I like these because they are bigger bookshelf size speakers. They have a lower frequency range than most others.
Each of these is shaped differently than the other so you can choose based on what physically fits best. The L830 is narrower but very deep. The L820 is very shallow but wide.


----------



## tesseract (Aug 9, 2010)

yosturm said:


> I was initially looking into some old B&W but a google search did confirm that they had electolytic capacitors, so I have stopped looking into old B&W speakers. Of course, I am sure that there is someone here who will attest that their old speakers are just fine.
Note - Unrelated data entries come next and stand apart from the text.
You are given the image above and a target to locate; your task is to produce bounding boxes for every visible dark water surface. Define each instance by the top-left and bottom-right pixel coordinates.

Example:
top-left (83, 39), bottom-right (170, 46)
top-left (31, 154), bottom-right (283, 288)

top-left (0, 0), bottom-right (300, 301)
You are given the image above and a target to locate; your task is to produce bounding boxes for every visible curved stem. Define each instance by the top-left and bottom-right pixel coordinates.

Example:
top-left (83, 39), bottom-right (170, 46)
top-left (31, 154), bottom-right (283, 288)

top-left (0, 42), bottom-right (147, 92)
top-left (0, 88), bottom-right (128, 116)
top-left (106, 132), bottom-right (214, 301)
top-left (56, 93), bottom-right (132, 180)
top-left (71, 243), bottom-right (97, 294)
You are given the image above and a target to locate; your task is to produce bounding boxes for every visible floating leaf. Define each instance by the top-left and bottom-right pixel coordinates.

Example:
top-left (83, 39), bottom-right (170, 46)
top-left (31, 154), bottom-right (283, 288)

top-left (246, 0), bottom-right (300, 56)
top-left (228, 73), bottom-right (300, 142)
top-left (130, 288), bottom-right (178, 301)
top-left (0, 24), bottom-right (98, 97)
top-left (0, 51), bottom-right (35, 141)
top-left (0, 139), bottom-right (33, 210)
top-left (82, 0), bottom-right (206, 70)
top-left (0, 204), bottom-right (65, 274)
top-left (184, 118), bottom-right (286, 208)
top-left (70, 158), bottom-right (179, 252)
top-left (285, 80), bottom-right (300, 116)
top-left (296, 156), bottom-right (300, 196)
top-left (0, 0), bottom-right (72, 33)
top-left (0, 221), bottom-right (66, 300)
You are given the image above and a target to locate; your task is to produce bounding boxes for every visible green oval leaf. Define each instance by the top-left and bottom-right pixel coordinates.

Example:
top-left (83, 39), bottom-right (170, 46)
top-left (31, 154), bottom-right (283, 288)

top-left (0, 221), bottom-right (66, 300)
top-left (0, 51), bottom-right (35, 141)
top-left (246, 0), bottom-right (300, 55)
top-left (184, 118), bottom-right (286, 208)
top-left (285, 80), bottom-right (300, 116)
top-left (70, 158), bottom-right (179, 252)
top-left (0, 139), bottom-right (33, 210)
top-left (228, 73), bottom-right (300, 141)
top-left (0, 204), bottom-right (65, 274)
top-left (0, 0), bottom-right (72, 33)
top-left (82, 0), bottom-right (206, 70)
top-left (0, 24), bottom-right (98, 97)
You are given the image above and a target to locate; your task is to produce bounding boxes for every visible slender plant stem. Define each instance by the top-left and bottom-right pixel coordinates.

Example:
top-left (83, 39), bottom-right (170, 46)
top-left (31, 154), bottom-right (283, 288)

I have many family and friends that have purchased used B&W's, every single one is happy with them. All of mine have been purchased used, too. They are a good value if somebody else takes the first retail hit. :spend: They last a long time, too, and I am not exactly nice to mine. :hsd:

I had a pair of B&W DM601's from the 90's that had electrolytics. Partially because of this reason, I stepped up to the 602S3's. I am pretty sure the S2 series is also a safe buy, no electrolytics. You might want to check on this, though.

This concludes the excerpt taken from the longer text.